2 gün sonra ayrılacağım ondan ve gerçekten bu yaşta bile o hüznü kabullenemiyorum .
içkimizi yudumlarken iğrenç espriler yapıp güldüğümüz zamanları çok özleyeceğim mesela . Tunalı Hilmi'de aylak aylak gezmelerimiZi , her hafta gittiğimiz Kartal yuvasını , izlediğimiz Beşiktaş maçlarını , sürekli saçlarımla dalga geçmesini ve daha bir sürü şeyi .Bir daha aynı şehirlerde yaşayabilir miyiz hiç bilmiyorum , zaten en çok bu üzüyor .

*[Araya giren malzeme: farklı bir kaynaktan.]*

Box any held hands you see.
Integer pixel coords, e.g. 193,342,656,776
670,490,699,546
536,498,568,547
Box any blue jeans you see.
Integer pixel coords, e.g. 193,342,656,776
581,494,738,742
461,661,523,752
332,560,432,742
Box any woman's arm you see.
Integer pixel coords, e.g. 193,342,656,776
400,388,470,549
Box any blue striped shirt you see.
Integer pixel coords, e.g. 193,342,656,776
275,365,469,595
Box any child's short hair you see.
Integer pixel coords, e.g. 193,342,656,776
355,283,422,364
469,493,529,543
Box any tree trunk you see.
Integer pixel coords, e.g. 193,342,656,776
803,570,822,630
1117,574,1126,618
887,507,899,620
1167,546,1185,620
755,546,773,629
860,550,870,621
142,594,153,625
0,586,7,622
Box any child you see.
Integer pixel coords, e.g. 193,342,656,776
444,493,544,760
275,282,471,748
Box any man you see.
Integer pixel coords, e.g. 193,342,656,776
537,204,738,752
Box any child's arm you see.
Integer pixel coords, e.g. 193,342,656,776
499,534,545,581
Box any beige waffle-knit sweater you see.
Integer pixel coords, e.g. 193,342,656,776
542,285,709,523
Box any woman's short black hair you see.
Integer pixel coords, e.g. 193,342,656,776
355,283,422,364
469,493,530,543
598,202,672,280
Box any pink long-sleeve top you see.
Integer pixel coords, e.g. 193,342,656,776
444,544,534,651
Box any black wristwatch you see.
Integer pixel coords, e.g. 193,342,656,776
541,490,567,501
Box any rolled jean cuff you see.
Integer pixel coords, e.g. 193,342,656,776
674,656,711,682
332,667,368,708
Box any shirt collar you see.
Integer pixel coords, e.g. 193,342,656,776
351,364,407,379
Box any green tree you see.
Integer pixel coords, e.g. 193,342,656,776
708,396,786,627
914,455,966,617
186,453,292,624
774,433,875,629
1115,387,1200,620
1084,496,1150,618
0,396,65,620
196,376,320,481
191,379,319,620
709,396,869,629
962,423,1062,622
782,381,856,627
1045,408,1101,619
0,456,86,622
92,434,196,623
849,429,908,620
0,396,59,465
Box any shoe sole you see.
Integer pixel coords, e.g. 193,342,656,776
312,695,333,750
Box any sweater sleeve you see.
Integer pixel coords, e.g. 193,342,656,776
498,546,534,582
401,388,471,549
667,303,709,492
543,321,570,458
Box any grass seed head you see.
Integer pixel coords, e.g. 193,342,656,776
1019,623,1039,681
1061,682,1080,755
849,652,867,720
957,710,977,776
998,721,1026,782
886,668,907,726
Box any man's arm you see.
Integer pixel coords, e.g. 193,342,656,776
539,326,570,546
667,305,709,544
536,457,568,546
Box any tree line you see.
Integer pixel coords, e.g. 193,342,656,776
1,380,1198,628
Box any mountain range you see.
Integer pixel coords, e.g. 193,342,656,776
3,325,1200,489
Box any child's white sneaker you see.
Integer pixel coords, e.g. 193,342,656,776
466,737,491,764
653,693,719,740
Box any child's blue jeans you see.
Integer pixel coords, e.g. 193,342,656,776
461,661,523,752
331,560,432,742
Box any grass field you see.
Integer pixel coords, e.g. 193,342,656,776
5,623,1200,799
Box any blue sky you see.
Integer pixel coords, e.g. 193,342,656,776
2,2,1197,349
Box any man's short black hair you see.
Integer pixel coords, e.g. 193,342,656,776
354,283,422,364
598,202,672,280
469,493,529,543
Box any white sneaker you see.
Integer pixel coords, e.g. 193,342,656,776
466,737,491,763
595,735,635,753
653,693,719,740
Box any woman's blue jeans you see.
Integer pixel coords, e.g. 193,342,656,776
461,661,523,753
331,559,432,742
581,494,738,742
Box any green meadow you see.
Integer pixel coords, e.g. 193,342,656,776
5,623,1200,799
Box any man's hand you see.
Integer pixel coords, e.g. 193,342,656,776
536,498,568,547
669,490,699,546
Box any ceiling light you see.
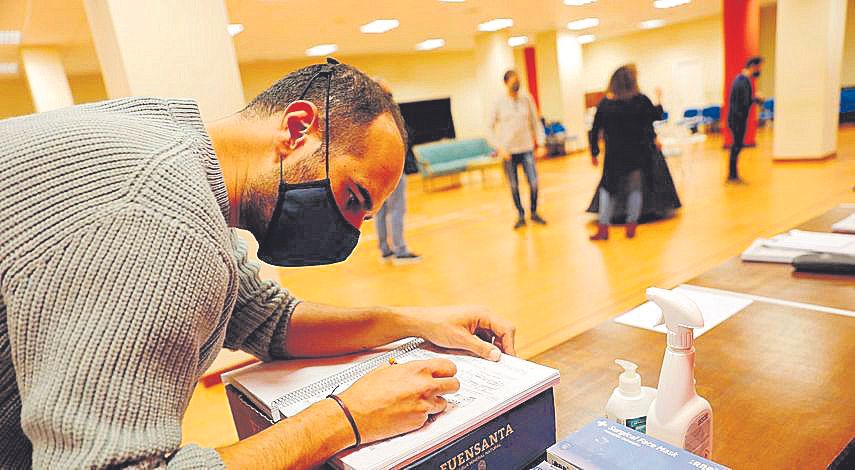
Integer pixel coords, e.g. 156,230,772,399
564,0,596,5
567,17,599,31
0,62,19,74
439,0,465,2
227,24,244,37
508,36,529,47
478,18,513,32
577,34,596,44
415,38,446,51
305,44,338,57
639,19,666,29
360,19,400,34
0,30,21,45
654,0,691,8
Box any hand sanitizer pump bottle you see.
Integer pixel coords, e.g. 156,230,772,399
645,287,714,459
606,359,657,433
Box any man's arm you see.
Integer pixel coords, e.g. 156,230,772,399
527,95,546,150
218,359,461,470
8,209,232,468
284,302,515,360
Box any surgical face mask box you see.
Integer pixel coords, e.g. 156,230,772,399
546,419,730,470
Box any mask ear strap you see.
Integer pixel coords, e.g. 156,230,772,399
324,69,332,179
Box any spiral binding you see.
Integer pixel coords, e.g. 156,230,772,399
271,338,426,414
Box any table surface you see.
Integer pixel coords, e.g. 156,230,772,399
690,205,855,311
535,205,855,469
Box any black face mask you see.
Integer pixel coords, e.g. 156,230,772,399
752,71,761,78
511,82,521,93
257,58,361,267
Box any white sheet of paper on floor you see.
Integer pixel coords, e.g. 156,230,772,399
613,285,753,338
831,213,855,234
763,230,855,256
740,238,810,263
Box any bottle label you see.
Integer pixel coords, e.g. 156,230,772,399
683,410,712,458
612,416,647,433
625,416,647,433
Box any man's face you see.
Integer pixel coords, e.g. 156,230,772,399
245,112,404,233
506,74,520,94
750,63,763,77
326,113,405,229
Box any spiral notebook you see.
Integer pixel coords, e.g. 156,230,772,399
222,338,560,470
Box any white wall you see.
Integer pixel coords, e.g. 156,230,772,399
240,50,486,139
582,15,724,113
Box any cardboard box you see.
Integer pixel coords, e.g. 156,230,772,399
225,385,557,470
547,419,730,470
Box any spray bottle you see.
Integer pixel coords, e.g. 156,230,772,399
605,359,657,433
645,287,713,459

Bir erkek ve bir kadın ancak bu kadar güzel arkadaş olabilirdi...
her arkadaş ilişkisinde her zaman bir taraf daha ciddi bir taraf ise daha nasıl söylesem rahattır(güleç, kafasına bir şey takmayan, bazen ezilen).
o rahat olanın söylediği şey bazen hiç dinlenilmez. hep o lider olan arkadaşa uyulur. ama o ikinci arkadaş ise birinci arkadaşa karşısındakinin ona verdiği değerden daha fazla değer verir.
sizden istediğim tek şey ise o ikinci arkadaşa biraz daha değer verin.
o sizin hep iyiliğinizi ister. sizi hiçbir zaman satmaz. onun değerini bilin.
Beklentilerin ölçüsünde gerçek yüzlerini gösteren varlıklar,
bu dünyada hepimiz benciliz, arkadaş seçerken bile istemli ya da istemsiz kendi iyiliğimizi düşünürüz,
onların sorunlarını çözmeye çalısırken bile vardır o içimizdeki menfaat duygusu,
bir nevi kazan kazan ilişkisidir arkadaşlık, mutualist iki bakteri gibisinizdir arkadaşlarınızla,
ama ne zamanki verdiğinizden fazlasını isterseniz o zaman menfaatinden arkadaşlık sallantıya girer.
bunun için arkadaş seçerken, kişi seçiminden sonra ikinci önemli nokta beklentileri doğru ayarlamaktır.
Zira karşıdakinden beklentileri arttırdığınız anda arkadaşlığınız sallantıya girer hatta ondan nefret edebilirsiniz.
Çünkü sonuçta karşı tarafta kendi menfaatinden başka bir şey düşünmemektedir.
Aslında kimse arkadaşını sevmez. Salt ona mecbur olduğu için, yalnız kalınca canı sıkıldığı için arkadaşını seviyormuş gibi yapar. Dünya başka türlü akmaz. Sevmek en büyük egodur. insanoğlu salt kendisini sever. Başka bir sevgi yoktur. Kendini dahi sevmeyen insanlar tanıdım. Ama bunu komple yapacaklarını sanmıyorum. Baştan sona olamaz. Sevgi bölük pörçük bir histir. Öfke ile anlaşamaz.
Herkes buna karşı çıkacaktır fakat hepimizin içinden geçenlerin özeti budur aslında. iç ses yalan söylemez. işimize geldiği gibi bir kavramdır arkadaşlık. Onlarla da onlarsız da olmaz. Fakat napıyoruz çaktırmıyoruz. Kendi fikrimizle çelişeni yalıyoruz en son. Kanka hukuku bunu gerektirir.
Dostla karıştırılan ikili ilişki biçimi. Dostunuz sizi eleştirir yeri geldiğinde ama satmaz, dar Gününüzde yaninizdadir, dedikodunuzu yapmaz, başkalarına laf soyletmez hakkınızda hem vefakar hem cefakardir dostlar. Arkadaşlarin arasından seçilir dost dediğin.
ne çok söylerdik bu şarkıyı etüt akşamlarında lisede yurttayken. geleceğe dair hayaller kurardık. ölene kadar görüşeceğimize yeminler ederdik. unutmayacaktık hiçbirimiz birbirimizi.